Y entonces, la debacle.
El Caio, desde la puerta de la cocina, con la camiseta argentina puesta y seguramente con la decepción del cero a cero en la garganta, estaba a punto de entrar a la habitación con una sonrisa. Pero escuchó esa frase y se quedó quieto. «Yo me enamoré del Caio antes de conocerlo, porque es feíto.» Fue como un golpe certero a la autoestima del nene.

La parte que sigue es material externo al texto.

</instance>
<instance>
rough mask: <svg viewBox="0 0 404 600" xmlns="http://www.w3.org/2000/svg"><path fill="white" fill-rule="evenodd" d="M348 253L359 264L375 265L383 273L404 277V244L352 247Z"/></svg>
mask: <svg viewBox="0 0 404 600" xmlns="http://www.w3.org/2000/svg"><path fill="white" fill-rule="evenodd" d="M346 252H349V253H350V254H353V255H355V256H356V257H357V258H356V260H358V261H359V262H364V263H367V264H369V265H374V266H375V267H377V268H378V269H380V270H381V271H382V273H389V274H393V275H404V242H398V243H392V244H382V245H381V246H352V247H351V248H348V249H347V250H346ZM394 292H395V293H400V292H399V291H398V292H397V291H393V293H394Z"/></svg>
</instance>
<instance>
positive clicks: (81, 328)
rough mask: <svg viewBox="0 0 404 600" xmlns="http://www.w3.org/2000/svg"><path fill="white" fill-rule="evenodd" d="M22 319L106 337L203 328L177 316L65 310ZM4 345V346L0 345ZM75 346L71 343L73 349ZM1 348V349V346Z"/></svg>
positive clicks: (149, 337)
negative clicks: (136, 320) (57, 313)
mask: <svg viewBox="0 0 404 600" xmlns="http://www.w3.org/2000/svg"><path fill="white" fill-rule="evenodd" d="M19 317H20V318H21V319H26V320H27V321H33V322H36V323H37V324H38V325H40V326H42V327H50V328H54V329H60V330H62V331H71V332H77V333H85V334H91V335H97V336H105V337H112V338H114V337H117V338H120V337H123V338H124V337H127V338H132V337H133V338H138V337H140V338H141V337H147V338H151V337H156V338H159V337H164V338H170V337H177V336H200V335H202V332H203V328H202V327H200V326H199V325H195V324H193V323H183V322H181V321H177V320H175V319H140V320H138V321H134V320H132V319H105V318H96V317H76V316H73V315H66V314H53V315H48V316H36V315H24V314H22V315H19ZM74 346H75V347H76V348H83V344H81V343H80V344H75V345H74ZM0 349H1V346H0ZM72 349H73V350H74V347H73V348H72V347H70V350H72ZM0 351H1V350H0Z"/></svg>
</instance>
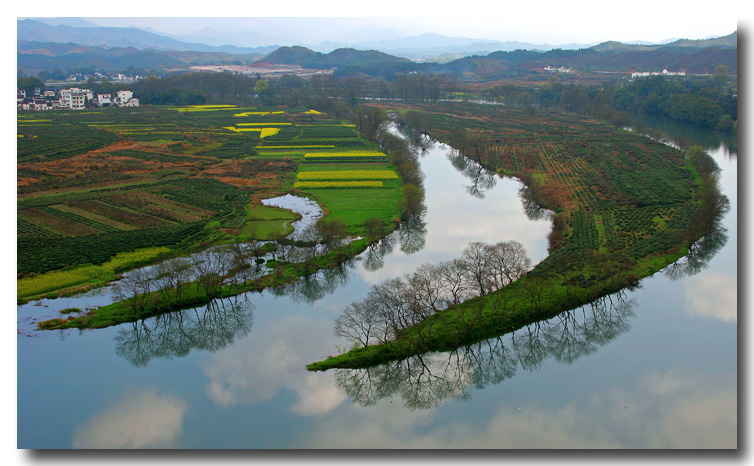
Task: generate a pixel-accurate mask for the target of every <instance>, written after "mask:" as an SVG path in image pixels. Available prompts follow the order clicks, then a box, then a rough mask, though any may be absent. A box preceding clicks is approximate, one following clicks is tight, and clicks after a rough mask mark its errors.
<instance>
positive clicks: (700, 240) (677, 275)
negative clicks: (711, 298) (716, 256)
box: [664, 213, 728, 280]
mask: <svg viewBox="0 0 754 466" xmlns="http://www.w3.org/2000/svg"><path fill="white" fill-rule="evenodd" d="M723 217H724V213H723V214H721V215H719V216H718V217H717V218H716V219H715V221H714V223H713V225H712V227H711V228H710V229H709V230H708V231H707V232H706V233H705V234H704V235H703V236H702V237H701V238H699V239H698V240H697V241H696V242H694V244H692V245H691V246H689V253H688V254H687V255H686V256H684V257H682V258H681V259H680V260H678V261H676V262H674V263H672V264H670V265H668V266H667V267H665V269H664V272H665V275H667V276H668V277H670V278H671V279H672V280H680V279H682V278H683V277H687V276H688V277H690V276H692V275H696V274H697V273H699V272H701V271H702V270H704V269H705V268H706V267H707V265H708V264H709V262H710V261H711V260H712V258H713V257H715V255H716V254H717V253H718V251H720V249H722V248H723V246H725V243H727V242H728V230H727V228H725V227H724V226H723V225H722V219H723Z"/></svg>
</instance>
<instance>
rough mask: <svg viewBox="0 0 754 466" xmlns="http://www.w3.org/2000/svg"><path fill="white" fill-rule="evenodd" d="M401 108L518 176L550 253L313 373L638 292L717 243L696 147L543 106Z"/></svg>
mask: <svg viewBox="0 0 754 466" xmlns="http://www.w3.org/2000/svg"><path fill="white" fill-rule="evenodd" d="M409 109H410V110H414V111H416V110H418V111H421V112H422V113H423V114H424V116H425V117H426V118H427V119H429V120H430V121H431V124H430V125H429V126H430V127H431V128H432V129H431V130H430V134H431V135H432V136H433V137H434V138H436V139H439V140H441V141H443V142H447V143H449V144H450V145H451V146H453V147H454V148H456V149H457V150H459V151H460V153H461V154H463V155H465V156H467V157H469V158H472V159H474V160H475V161H477V162H478V163H480V164H482V165H483V166H484V167H486V168H488V169H491V170H495V171H497V172H498V173H499V174H502V175H508V176H515V177H517V178H519V179H521V180H522V181H523V182H524V183H525V184H526V185H527V187H526V188H525V189H523V190H522V198H524V200H525V201H528V202H531V201H533V202H532V204H537V205H539V206H542V207H545V208H547V209H549V210H551V211H552V213H553V216H552V218H553V230H552V232H551V233H550V236H549V241H550V248H549V255H548V256H547V257H546V258H545V259H544V260H543V261H542V262H540V263H539V264H537V265H536V266H535V267H534V268H533V269H532V270H531V271H529V272H528V273H527V274H526V275H524V276H523V277H522V278H520V279H519V280H517V281H515V282H513V283H510V284H508V285H507V286H505V287H503V288H501V289H499V290H497V291H494V292H492V293H490V294H488V295H486V296H480V297H478V298H474V299H469V300H468V301H465V302H462V303H460V304H458V305H455V306H451V307H449V308H448V309H444V310H440V311H437V312H435V313H430V314H431V315H429V316H428V317H426V318H425V319H424V320H421V321H420V322H418V323H416V324H414V325H411V326H408V327H406V328H403V329H402V330H401V331H400V332H397V334H396V338H395V339H394V340H391V341H387V342H384V343H381V344H377V345H370V346H366V347H363V348H357V349H353V350H351V351H349V352H347V353H345V354H342V355H339V356H335V357H332V358H329V359H326V360H324V361H320V362H316V363H312V364H310V365H309V366H308V368H309V369H310V370H324V369H329V368H334V367H341V368H342V367H368V366H371V365H375V364H379V363H382V362H385V361H390V360H397V359H402V358H406V357H409V356H412V355H415V354H420V353H424V352H426V351H432V350H447V349H448V348H456V347H458V346H460V345H463V344H468V343H471V342H476V341H480V340H483V339H486V338H490V337H494V336H497V335H501V334H503V333H507V332H510V331H512V330H515V329H517V328H521V327H522V326H525V325H528V324H530V323H532V322H538V321H540V320H544V319H547V318H550V317H553V316H555V315H558V314H559V313H561V312H563V311H566V310H569V309H573V308H575V307H578V306H580V305H583V304H586V303H589V302H592V301H594V300H595V299H597V298H599V297H601V296H605V295H607V294H610V293H613V292H616V291H618V290H620V289H622V288H624V287H627V286H635V285H636V284H637V283H638V281H639V280H640V279H641V278H644V277H646V276H649V275H651V274H653V273H656V272H658V271H659V270H661V269H663V268H664V267H666V266H668V265H669V264H671V263H673V262H675V261H677V260H678V259H679V258H681V257H682V256H684V255H685V254H687V253H689V250H690V249H691V248H693V247H694V244H695V243H696V242H697V241H698V240H700V239H701V238H703V237H705V235H715V234H716V233H715V231H716V230H715V229H716V227H715V224H716V222H718V221H719V218H720V216H721V215H722V214H723V213H724V212H725V211H726V209H727V206H728V201H727V199H726V198H725V197H724V196H722V195H721V194H720V193H719V190H718V189H717V180H716V178H715V170H714V167H711V166H710V162H709V161H710V160H711V159H709V156H708V155H706V154H704V152H703V150H701V149H698V150H697V148H691V149H689V150H688V152H687V153H686V154H684V153H682V152H681V151H679V150H676V149H673V148H671V147H668V146H665V145H663V144H660V143H656V142H654V141H651V140H649V139H647V138H644V137H642V136H639V135H636V134H632V133H629V132H626V131H622V130H618V129H615V128H612V127H610V126H609V125H607V124H605V123H603V122H601V121H597V120H589V119H585V118H584V117H581V116H577V115H570V114H564V113H555V112H548V111H542V110H533V109H523V108H507V107H506V108H497V107H493V106H484V105H473V104H460V103H443V104H417V105H408V104H403V105H402V104H394V105H392V106H391V108H389V109H385V110H389V111H397V112H401V111H405V110H409ZM705 158H706V159H705ZM711 164H712V165H714V161H712V162H711ZM356 346H358V345H356Z"/></svg>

Con la Sofi le quisimos hacer señas a la Carmen, que hablaba distendida, ajena al recién llegado y de espaldas a la puerta, pero no hubo caso. Todavía llegó a decir algo más:
—Porque la verdad —nos dice, con un tono íntimo y femenino—, si no hubiera sido por tu cuadernito, Mirta, yo a Claudio ni lo hubiera mirado.

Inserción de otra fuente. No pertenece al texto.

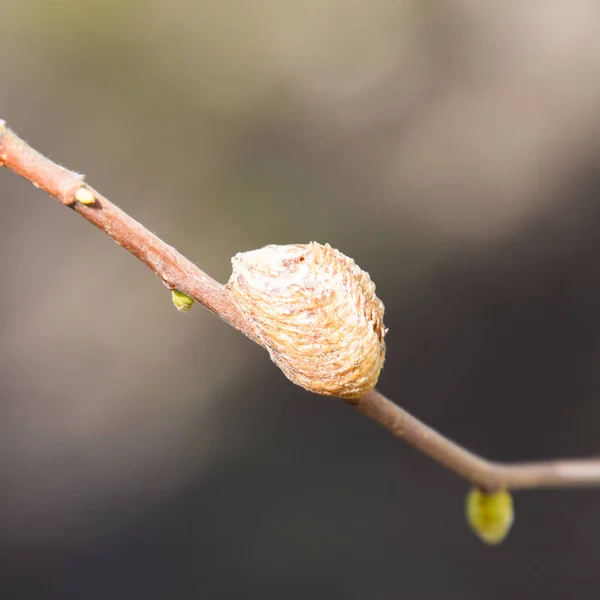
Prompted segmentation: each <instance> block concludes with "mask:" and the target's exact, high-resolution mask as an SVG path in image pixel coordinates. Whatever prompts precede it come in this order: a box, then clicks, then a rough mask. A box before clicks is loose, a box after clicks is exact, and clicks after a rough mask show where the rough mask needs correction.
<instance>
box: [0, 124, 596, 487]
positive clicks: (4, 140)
mask: <svg viewBox="0 0 600 600" xmlns="http://www.w3.org/2000/svg"><path fill="white" fill-rule="evenodd" d="M0 166H4V167H7V168H9V169H11V170H12V171H14V172H15V173H17V174H18V175H21V177H24V178H25V179H27V180H28V181H30V182H31V183H32V184H33V185H34V186H36V187H38V188H40V189H42V190H44V191H45V192H47V193H48V194H49V195H50V196H53V197H54V198H55V199H56V200H58V201H59V202H60V203H61V204H63V205H65V206H68V207H69V208H71V209H73V210H74V211H75V212H77V213H79V214H80V215H81V216H82V217H83V218H84V219H87V220H88V221H89V222H90V223H92V224H94V225H96V227H98V228H100V229H102V231H104V232H105V233H106V234H108V235H109V236H110V237H112V238H113V239H114V240H115V241H116V242H117V244H119V245H121V246H123V248H125V249H126V250H128V251H129V252H131V253H132V254H133V255H134V256H136V257H137V258H139V259H140V260H141V261H142V262H143V263H144V264H146V265H147V266H148V267H149V268H150V269H151V270H152V271H154V273H156V274H157V275H158V276H159V277H160V278H161V279H162V281H163V283H164V284H165V285H166V287H167V288H169V289H171V290H179V291H181V292H184V293H185V294H187V295H188V296H190V297H192V298H193V299H194V300H196V301H197V302H199V303H200V304H202V305H203V306H205V307H206V308H208V309H209V310H210V311H212V312H213V313H215V314H216V315H217V316H219V317H220V318H221V319H223V320H224V321H225V322H226V323H229V325H231V326H232V327H235V328H236V329H238V330H239V331H241V332H242V333H243V334H245V335H246V336H248V337H249V338H250V339H252V340H253V341H254V342H256V343H257V344H259V345H262V343H261V341H260V339H259V338H258V336H257V335H256V333H255V332H254V329H253V327H252V325H251V324H250V323H249V322H248V321H247V320H246V319H245V317H244V315H243V314H242V313H241V311H240V310H239V309H238V308H237V305H236V304H235V302H234V301H233V300H232V298H231V297H230V295H229V293H228V291H227V289H226V288H225V287H224V286H222V285H221V284H219V283H218V282H217V281H215V280H214V279H212V278H211V277H210V276H209V275H207V274H206V273H204V271H202V270H201V269H199V268H198V267H197V266H196V265H194V264H193V263H192V262H191V261H189V260H188V259H187V258H185V257H184V256H182V255H181V254H179V252H177V250H175V249H174V248H173V247H171V246H169V245H168V244H166V243H165V242H163V241H162V240H161V239H160V238H158V237H157V236H156V235H154V234H153V233H151V232H150V231H148V230H147V229H146V228H145V227H143V226H142V225H141V224H140V223H138V222H137V221H135V220H134V219H132V218H131V217H130V216H129V215H127V214H126V213H125V212H123V211H122V210H121V209H120V208H118V207H117V206H115V205H114V204H112V203H111V202H110V201H109V200H107V199H106V198H104V196H102V195H101V194H100V193H98V192H97V191H96V190H94V189H93V188H91V187H89V186H88V185H87V184H86V183H85V182H84V178H83V175H79V174H77V173H74V172H72V171H69V170H67V169H64V168H63V167H61V166H59V165H57V164H56V163H54V162H52V161H51V160H49V159H47V158H45V157H44V156H42V155H41V154H40V153H39V152H37V151H36V150H34V149H33V148H31V147H30V146H29V145H28V144H27V143H25V142H24V141H23V140H21V139H20V138H19V137H18V136H17V135H15V134H14V133H13V132H12V131H10V130H9V129H8V128H7V127H6V124H5V122H4V121H1V120H0ZM351 404H352V406H354V407H355V408H356V410H357V411H358V412H360V413H362V414H363V415H365V416H367V417H369V418H370V419H371V420H373V421H375V422H376V423H378V424H379V425H381V426H382V427H384V428H385V429H387V430H388V431H389V432H390V433H392V434H393V435H394V436H396V437H399V438H403V439H404V440H405V441H406V442H407V443H408V444H410V445H411V446H413V447H414V448H416V449H417V450H419V451H420V452H423V453H424V454H426V455H428V456H429V457H431V458H432V459H433V460H435V461H437V462H439V463H440V464H442V465H444V466H445V467H447V468H448V469H450V470H451V471H454V472H455V473H456V474H457V475H459V476H460V477H463V478H464V479H466V480H468V481H470V482H472V483H473V484H475V485H476V486H478V487H480V488H482V489H484V490H486V491H490V492H491V491H495V490H499V489H504V488H508V489H524V488H539V487H583V486H600V459H590V460H564V461H550V462H539V463H521V464H514V465H509V464H502V463H495V462H490V461H487V460H485V459H483V458H480V457H479V456H476V455H475V454H473V453H471V452H469V451H468V450H465V449H464V448H462V447H461V446H459V445H458V444H455V443H454V442H453V441H451V440H449V439H447V438H445V437H444V436H442V435H441V434H439V433H438V432H437V431H435V430H433V429H431V428H430V427H429V426H427V425H425V424H424V423H422V422H421V421H419V420H418V419H416V418H415V417H413V416H412V415H410V414H409V413H407V412H406V411H405V410H404V409H402V408H400V407H399V406H397V405H396V404H394V403H393V402H392V401H391V400H388V399H387V398H386V397H385V396H383V395H382V394H381V393H379V392H378V391H377V390H373V391H371V392H369V393H368V394H366V395H364V396H362V397H361V398H360V399H359V400H357V401H356V400H353V401H352V403H351Z"/></svg>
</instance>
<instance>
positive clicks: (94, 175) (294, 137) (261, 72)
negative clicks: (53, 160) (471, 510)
mask: <svg viewBox="0 0 600 600" xmlns="http://www.w3.org/2000/svg"><path fill="white" fill-rule="evenodd" d="M0 22H1V23H2V29H1V32H2V33H1V35H0V56H1V57H2V61H1V63H0V117H1V118H4V119H6V120H7V122H8V124H9V125H10V126H11V127H12V128H13V129H15V130H16V131H17V133H19V134H20V135H21V136H22V137H24V138H25V139H27V140H28V141H29V142H30V143H31V144H32V145H33V146H34V147H35V148H37V149H39V150H40V151H42V152H44V153H46V154H48V155H49V156H50V157H51V158H53V159H54V160H56V161H57V162H59V163H61V164H64V165H65V166H68V167H69V168H72V169H74V170H76V171H80V172H84V173H85V174H86V176H87V178H88V181H89V182H90V183H91V184H92V185H94V186H95V187H97V188H98V189H100V190H101V191H102V192H103V193H105V194H106V195H107V196H108V197H110V198H111V199H112V200H113V201H115V202H116V203H117V204H119V205H120V206H122V207H123V208H124V209H125V210H126V211H128V212H129V213H130V214H132V215H133V216H134V217H135V218H137V219H138V220H139V221H141V222H142V223H143V224H144V225H146V226H147V227H148V228H149V229H151V230H152V231H154V232H156V233H157V234H158V235H159V236H161V237H162V238H163V239H165V240H166V241H167V242H169V243H171V244H173V245H174V246H176V247H177V248H178V249H179V250H180V251H182V252H183V253H184V254H185V255H187V256H188V257H189V258H190V259H192V260H194V261H196V262H197V263H198V264H199V265H200V266H202V268H204V269H205V270H206V271H208V272H209V273H210V274H212V275H213V276H215V277H216V278H217V279H219V280H221V281H225V280H226V279H227V278H228V275H229V271H230V264H229V261H230V257H231V256H232V255H233V254H235V253H236V252H238V251H242V250H248V249H252V248H257V247H260V246H263V245H265V244H268V243H294V242H307V241H310V240H317V241H320V242H323V243H324V242H329V243H330V244H332V245H333V246H335V247H337V248H339V249H340V250H342V251H343V252H344V253H346V254H348V255H350V256H352V257H353V258H355V260H356V261H357V262H358V264H360V265H361V266H362V267H363V268H364V269H365V270H367V271H369V272H370V273H371V275H372V277H373V279H374V280H375V282H376V283H377V286H378V294H379V295H380V297H381V298H382V299H383V300H384V302H385V303H386V324H387V325H388V327H389V328H390V333H389V335H388V338H387V340H388V359H387V363H386V364H387V368H386V369H385V370H384V371H383V374H382V377H381V380H380V388H381V389H382V391H383V392H385V393H387V394H388V395H390V396H391V397H392V398H394V399H396V400H397V401H398V402H400V403H401V404H402V405H403V406H405V407H406V408H408V409H409V410H411V411H412V412H414V413H415V414H417V415H418V416H419V417H421V418H423V419H424V420H425V421H426V422H428V423H429V424H431V425H433V426H435V427H437V428H439V429H440V430H441V431H443V432H445V433H446V434H448V435H450V436H451V437H453V438H454V439H456V440H457V441H459V442H460V443H462V444H464V445H466V446H467V447H469V448H470V449H472V450H474V451H476V452H479V453H481V454H483V455H485V456H487V457H490V458H494V459H499V460H525V459H527V460H530V459H542V458H552V457H568V456H578V455H593V454H595V453H598V452H599V450H600V442H599V440H598V433H597V432H598V431H599V429H600V398H599V395H600V317H599V312H600V308H599V307H600V285H599V284H598V276H599V273H600V199H599V194H600V176H599V175H598V169H599V167H600V142H599V141H598V140H599V139H600V137H599V133H600V4H598V3H597V2H595V1H594V0H522V1H521V2H499V1H496V2H492V1H488V0H453V1H450V0H430V1H427V2H423V1H417V0H405V1H403V0H344V1H342V0H304V1H303V2H295V1H294V2H292V1H291V0H253V1H252V2H249V1H247V0H227V1H217V0H214V1H208V0H199V1H196V2H191V1H186V0H170V1H167V0H154V1H153V2H150V1H147V2H143V1H137V0H119V1H117V0H88V1H86V2H77V1H75V0H70V1H63V2H49V1H47V0H1V1H0ZM0 198H1V202H2V205H1V211H0V276H1V281H2V291H3V293H2V295H1V296H0V332H1V341H2V343H1V344H0V594H1V597H2V598H7V599H11V598H25V599H29V598H32V599H33V598H41V599H57V600H58V599H64V598H77V599H79V598H86V600H87V599H95V598H98V599H100V598H102V599H104V598H119V599H120V598H128V599H129V598H144V599H155V598H156V599H163V598H169V599H170V598H191V597H200V598H285V599H292V600H295V599H298V600H300V599H302V600H306V599H307V598H314V599H321V598H324V599H328V600H335V599H338V598H339V599H342V598H343V599H344V600H351V599H357V600H365V599H375V600H379V599H382V600H386V599H393V598H410V599H411V600H419V599H429V598H444V599H454V598H456V599H463V600H464V599H471V598H473V599H480V598H482V597H486V598H489V599H490V600H493V599H496V598H498V599H503V600H506V599H507V598H519V599H520V598H547V599H553V598H556V599H558V598H567V597H573V598H574V597H582V596H583V597H594V594H596V593H597V590H598V587H599V585H600V573H599V571H598V566H597V562H598V561H597V556H598V553H599V548H600V503H599V499H600V496H599V494H598V492H596V491H573V492H568V493H567V492H535V493H522V494H518V495H517V496H516V499H515V500H516V509H517V516H516V523H515V527H514V530H513V532H512V533H511V535H510V536H509V538H508V539H507V540H506V542H505V543H504V544H503V545H502V546H500V547H499V548H496V549H488V548H486V547H484V546H483V545H481V544H480V543H479V542H478V540H477V539H476V538H475V537H474V536H473V535H472V534H471V533H470V532H469V531H468V529H467V526H466V525H465V523H464V519H463V516H462V503H463V498H464V495H465V493H466V491H467V486H466V484H465V483H464V482H462V481H460V480H458V479H457V478H455V477H454V476H453V475H451V474H449V473H447V472H446V471H444V470H443V469H441V468H440V467H438V466H437V465H436V464H434V463H432V462H431V461H429V460H428V459H426V458H424V457H422V456H420V455H418V454H416V453H415V452H413V451H412V450H410V449H409V448H407V447H405V446H404V445H403V444H402V443H400V442H398V441H397V440H394V439H392V438H391V437H390V436H388V435H387V434H386V433H384V432H383V431H381V430H379V429H378V428H377V427H375V426H374V425H372V424H371V423H369V422H367V421H366V420H364V419H362V418H361V417H360V416H359V415H357V414H354V413H353V412H352V411H350V410H349V409H347V408H345V407H344V406H342V405H340V404H339V403H337V402H336V401H331V400H328V399H323V398H319V397H316V396H311V395H310V394H308V393H305V392H303V391H302V390H299V389H297V388H295V387H294V386H292V385H291V384H290V383H289V382H287V380H286V379H285V378H284V377H283V376H282V375H281V374H280V373H279V372H278V371H277V370H276V369H275V367H274V366H273V365H272V364H271V363H270V361H269V359H268V356H267V355H266V353H265V352H263V351H261V350H260V349H259V348H258V347H256V346H254V345H253V344H252V343H250V342H249V341H248V340H246V339H245V338H243V337H242V336H241V335H239V334H237V333H236V332H235V331H233V330H231V329H230V328H228V327H227V326H226V325H224V324H223V323H221V322H220V321H219V320H218V319H216V318H215V317H214V316H212V315H210V314H209V313H208V312H206V311H203V310H202V309H201V308H198V307H196V308H195V309H194V310H193V311H192V313H190V314H188V315H185V316H182V315H180V314H178V313H177V312H176V311H175V310H174V308H173V307H172V305H171V300H170V295H169V293H168V291H167V290H166V289H165V288H164V287H163V286H162V285H161V284H160V282H159V281H158V280H157V278H156V277H154V276H153V275H152V274H151V273H150V272H149V271H148V270H147V269H146V268H145V267H144V266H143V265H141V263H138V262H137V261H136V260H135V259H133V258H132V257H131V256H129V255H127V254H126V253H125V252H124V251H123V250H122V249H121V248H119V247H118V246H117V245H115V244H114V243H113V242H112V241H111V240H110V239H109V238H107V237H106V236H104V235H103V234H102V233H100V232H99V231H97V230H95V229H94V228H92V227H90V226H89V225H88V224H87V223H86V222H85V221H83V220H82V219H80V218H78V217H77V216H76V215H75V214H74V213H72V212H71V211H68V210H65V209H63V208H61V207H60V206H58V205H57V204H56V203H55V202H53V201H52V200H50V199H49V198H47V197H45V196H44V195H43V194H42V193H40V192H39V191H37V190H35V189H34V188H33V187H32V186H31V185H29V184H28V183H26V182H24V181H23V180H20V179H18V178H17V177H16V176H15V175H14V174H12V173H10V172H8V171H2V172H0Z"/></svg>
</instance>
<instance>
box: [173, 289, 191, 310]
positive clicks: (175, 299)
mask: <svg viewBox="0 0 600 600" xmlns="http://www.w3.org/2000/svg"><path fill="white" fill-rule="evenodd" d="M171 299H172V300H173V304H174V305H175V308H176V309H177V310H178V311H179V312H187V311H188V310H190V308H192V304H194V300H193V299H192V298H190V297H189V296H188V295H187V294H184V293H183V292H180V291H179V290H171Z"/></svg>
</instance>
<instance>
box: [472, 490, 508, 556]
mask: <svg viewBox="0 0 600 600" xmlns="http://www.w3.org/2000/svg"><path fill="white" fill-rule="evenodd" d="M465 513H466V517H467V521H468V523H469V525H470V527H471V529H472V530H473V532H474V533H475V534H476V535H477V537H479V539H480V540H482V541H483V542H485V543H486V544H489V545H491V546H495V545H496V544H499V543H500V542H501V541H502V540H503V539H504V538H505V537H506V536H507V535H508V532H509V531H510V528H511V525H512V524H513V520H514V512H513V501H512V496H511V495H510V492H508V491H506V490H502V491H500V492H494V493H492V494H488V493H486V492H483V491H481V490H480V489H478V488H473V489H472V490H471V491H470V492H469V493H468V494H467V500H466V506H465Z"/></svg>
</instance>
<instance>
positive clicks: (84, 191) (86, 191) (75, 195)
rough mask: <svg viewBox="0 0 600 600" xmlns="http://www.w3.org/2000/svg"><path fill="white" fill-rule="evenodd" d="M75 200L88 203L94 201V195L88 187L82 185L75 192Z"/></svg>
mask: <svg viewBox="0 0 600 600" xmlns="http://www.w3.org/2000/svg"><path fill="white" fill-rule="evenodd" d="M75 200H77V201H78V202H81V204H88V205H89V204H94V202H96V196H94V194H92V192H91V191H90V190H89V189H88V188H86V187H83V186H82V187H80V188H79V189H78V190H77V191H76V192H75Z"/></svg>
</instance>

Las palabras de Carmencita todavía rebotaban por las paredes cuando mi hijo da media vuelta y se va, no sé si llorando o no, no sé hasta dónde dolido y sangrando, pero —eso seguro— caliente como una pipa.
Ahora ya es la madrugada; mientras escribo esto siguen los dos tortolitos en la puerta, discutiendo a los gritos, puteándose de arriba abajo y diciéndose de todo menos lindo. Un hombre herido en su orgullo es muy difícil de domar, y menos cuando la domadora mide uno veinticinco. No quisiera estar en los zapatos de la Carmencita en este momento (sobre todo porque me apretarían: calza 31, pobre santa).
Por eso yo siempre digo que hay que tener cuidado con las charlas entre mujeres. El problema no está en abrir de par en par el corazón, sino en que la puerta de la cocina esté bien cerrada. Sinó, pasa lo que pasa.